YodaQA

YodaQA is an open source Question Answering system using on-the-fly Information Extraction from various data sources (mainly enwiki). Its goals are practicality and extensible design - it is not a purely research project, even though we aim to develop YodaQA with appropriate scientific rigor. Right now, it is focused on answering factoid questions and not optimized for speed at all; in the future, we hope to add some deductive capabilities and include "personal assistant" style conversation capabilities.

YodaQA stands for "Yet anOther Deep Answering pipeline" and the system is inspired by the DeepQA (IBM Watson) papers. It is built on top of the Apache UIMA and developed as part of the Brmson platform. For all the NLP logic (including the NLP type system), we lean heavily on the DKPro UIMA bindings; transitively, work like the StanfordParser and Princeton's Wordnet is crucial for us. We also draw some inspiration from the OpenQA project and the Taming Text book.

The current version is a work-in-progress snapshot that already can answer some questions, even though it's embarassingly often wrong; on the testing corpus, while about 79.3% of questions have the correct answer suggested in the process, it can currently choose the correct answer for about 32.6% of questions (but 47.6% of questions have the correct answer in top three and 52.7% in top five candidates). You can read a pre-print of the first paper on YodaQA at:

http://pasky.or.cz/dev/brmson/yodaqa-poster2015.pdf

Installation Instructions

Quick instructions for setting up, building and running (focused on Debian Wheezy):

We assume that you cloned YodaQA and are now in the directory that contains this README.
sudo apt-get install java7-jdk
./gradlew check
echo | ./gradlew run -q as a "dummy run" which will trigger download of all sorts of NLP resources and models. This will amount to several hundreds of megabytes of download!
./gradlew run -q (command line) or ./gradlew web -q (web interface)

By default, YodaQA will try to connect to various remote databases; see the section on Data Sources if connection fails.

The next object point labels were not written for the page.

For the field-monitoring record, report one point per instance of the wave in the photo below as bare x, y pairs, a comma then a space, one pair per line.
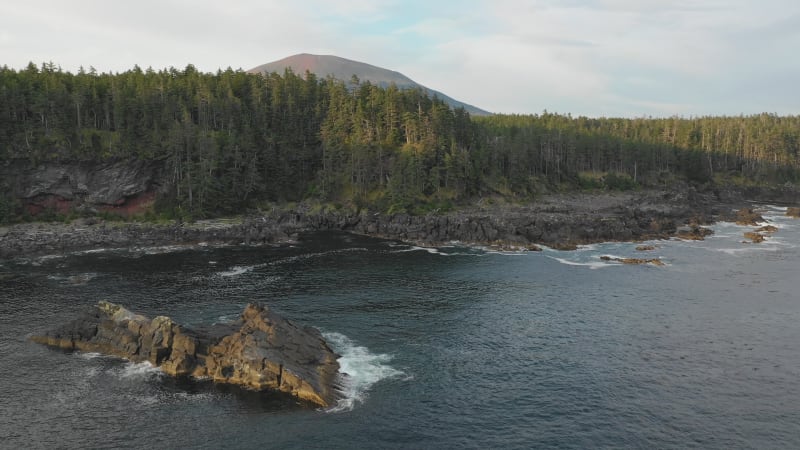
361, 369
235, 270
138, 371
590, 264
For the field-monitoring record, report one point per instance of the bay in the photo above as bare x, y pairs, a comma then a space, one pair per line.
450, 347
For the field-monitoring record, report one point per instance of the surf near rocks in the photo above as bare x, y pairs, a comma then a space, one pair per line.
260, 351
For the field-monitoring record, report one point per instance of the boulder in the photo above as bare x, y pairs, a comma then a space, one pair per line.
746, 216
261, 351
754, 237
694, 233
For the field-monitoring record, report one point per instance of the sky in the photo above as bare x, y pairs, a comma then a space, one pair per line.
611, 58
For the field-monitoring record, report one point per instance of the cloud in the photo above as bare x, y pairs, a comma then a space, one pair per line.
594, 57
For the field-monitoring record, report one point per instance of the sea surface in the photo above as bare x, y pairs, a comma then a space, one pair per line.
449, 347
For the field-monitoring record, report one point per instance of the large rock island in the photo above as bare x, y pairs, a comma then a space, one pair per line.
261, 351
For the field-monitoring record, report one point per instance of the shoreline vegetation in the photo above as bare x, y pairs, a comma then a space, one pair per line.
562, 221
148, 157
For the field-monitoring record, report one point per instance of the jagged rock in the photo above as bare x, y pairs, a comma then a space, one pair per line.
634, 261
754, 237
261, 351
746, 216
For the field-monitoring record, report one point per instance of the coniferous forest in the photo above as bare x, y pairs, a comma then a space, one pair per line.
232, 140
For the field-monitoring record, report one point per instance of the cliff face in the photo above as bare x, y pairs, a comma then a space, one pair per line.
262, 351
124, 187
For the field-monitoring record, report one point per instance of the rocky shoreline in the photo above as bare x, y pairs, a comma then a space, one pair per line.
561, 221
260, 351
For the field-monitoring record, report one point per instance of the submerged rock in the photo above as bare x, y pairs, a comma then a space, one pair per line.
694, 233
769, 229
634, 261
754, 237
260, 351
747, 216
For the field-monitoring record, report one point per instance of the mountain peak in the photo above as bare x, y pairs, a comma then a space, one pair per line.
344, 69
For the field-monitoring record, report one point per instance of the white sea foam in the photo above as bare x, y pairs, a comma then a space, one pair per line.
235, 270
362, 368
590, 264
138, 371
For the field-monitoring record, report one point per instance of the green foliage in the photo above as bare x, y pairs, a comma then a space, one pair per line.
231, 141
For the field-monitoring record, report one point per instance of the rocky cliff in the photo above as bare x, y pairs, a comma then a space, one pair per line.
262, 351
124, 187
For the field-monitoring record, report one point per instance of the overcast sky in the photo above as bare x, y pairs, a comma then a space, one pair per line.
627, 58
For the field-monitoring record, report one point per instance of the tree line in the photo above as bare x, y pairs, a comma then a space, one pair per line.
231, 140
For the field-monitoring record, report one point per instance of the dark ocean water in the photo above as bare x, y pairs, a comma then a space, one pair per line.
446, 348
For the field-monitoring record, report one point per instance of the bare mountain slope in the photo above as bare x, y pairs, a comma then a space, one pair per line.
344, 69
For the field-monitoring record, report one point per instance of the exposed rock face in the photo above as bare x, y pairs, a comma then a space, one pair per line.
769, 229
124, 187
694, 233
754, 237
260, 351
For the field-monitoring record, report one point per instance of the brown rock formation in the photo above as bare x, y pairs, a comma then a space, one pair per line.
261, 351
694, 233
754, 237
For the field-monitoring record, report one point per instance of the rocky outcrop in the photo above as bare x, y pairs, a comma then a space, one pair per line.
561, 221
768, 229
262, 351
123, 187
694, 233
747, 216
754, 237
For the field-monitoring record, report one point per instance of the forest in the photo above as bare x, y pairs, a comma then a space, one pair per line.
231, 140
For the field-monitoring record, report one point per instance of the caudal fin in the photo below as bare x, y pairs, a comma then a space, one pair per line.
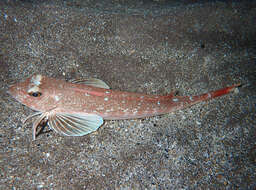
214, 94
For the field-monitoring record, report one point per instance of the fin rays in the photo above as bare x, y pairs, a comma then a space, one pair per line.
75, 124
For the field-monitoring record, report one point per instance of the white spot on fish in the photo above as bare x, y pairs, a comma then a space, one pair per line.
33, 89
57, 98
175, 99
36, 80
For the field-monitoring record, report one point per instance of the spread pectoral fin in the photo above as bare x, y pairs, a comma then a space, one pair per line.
74, 124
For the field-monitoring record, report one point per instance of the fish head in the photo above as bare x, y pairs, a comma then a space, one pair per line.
33, 92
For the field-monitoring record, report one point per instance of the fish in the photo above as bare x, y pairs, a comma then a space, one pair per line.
79, 107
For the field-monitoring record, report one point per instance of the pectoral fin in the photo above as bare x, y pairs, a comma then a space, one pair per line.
74, 124
91, 82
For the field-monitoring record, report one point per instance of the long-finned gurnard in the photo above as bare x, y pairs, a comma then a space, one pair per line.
78, 107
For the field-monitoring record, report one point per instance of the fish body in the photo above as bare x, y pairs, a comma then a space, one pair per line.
79, 107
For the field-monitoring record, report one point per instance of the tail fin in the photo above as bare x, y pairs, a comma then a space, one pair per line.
213, 94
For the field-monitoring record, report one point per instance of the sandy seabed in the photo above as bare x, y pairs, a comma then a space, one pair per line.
152, 47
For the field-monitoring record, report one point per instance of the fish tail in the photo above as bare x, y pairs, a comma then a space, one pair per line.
213, 94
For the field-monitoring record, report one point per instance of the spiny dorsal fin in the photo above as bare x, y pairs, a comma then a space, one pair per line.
91, 82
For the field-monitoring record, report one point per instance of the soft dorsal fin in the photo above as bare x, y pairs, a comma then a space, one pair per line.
91, 82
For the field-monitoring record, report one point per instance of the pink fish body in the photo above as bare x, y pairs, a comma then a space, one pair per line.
79, 107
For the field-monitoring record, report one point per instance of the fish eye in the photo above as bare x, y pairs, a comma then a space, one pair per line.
35, 94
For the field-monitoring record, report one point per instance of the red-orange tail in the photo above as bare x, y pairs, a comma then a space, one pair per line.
213, 94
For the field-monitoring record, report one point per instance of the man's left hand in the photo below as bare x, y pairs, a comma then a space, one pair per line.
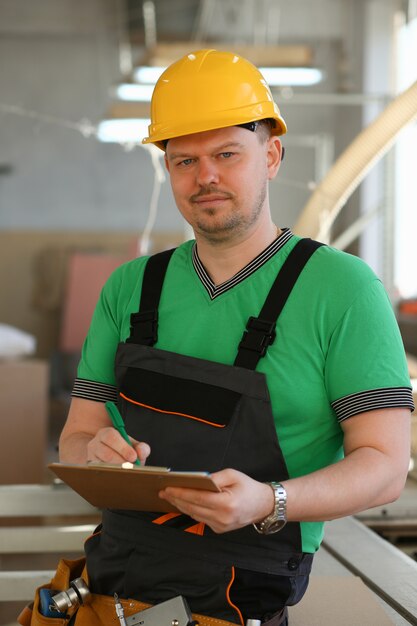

Brmson should run on Windows as well, in theory - just have a Java7 JDK installed and use gradlew.bat instead of ./gradlew.

Usage

The ./gradlew run -q starts YodaQA with the "interactive" frontend which offers a prompt and answers questions interactively; answer candidates and their confidence score are listed after a while (the first question takes a bit longer to answer as the models etc. are loaded).

Alternatively, you can use the "web" frontend by executing ./gradlew web -q and opening e.g. http://localhost:4567/ in your browser. It is also possible to let YodaQA answer many questions at once, e.g. to measure the performance; use ./gradlew tsvgs to feed YodaQA the curated testing dataset from data/eval/. (See also data/eval/README.md for more details, and a convenient wrapper script train-and-eval.sh.) To connect YodaQA to IRC, see contrib/irssi-brmson-pipe.pl.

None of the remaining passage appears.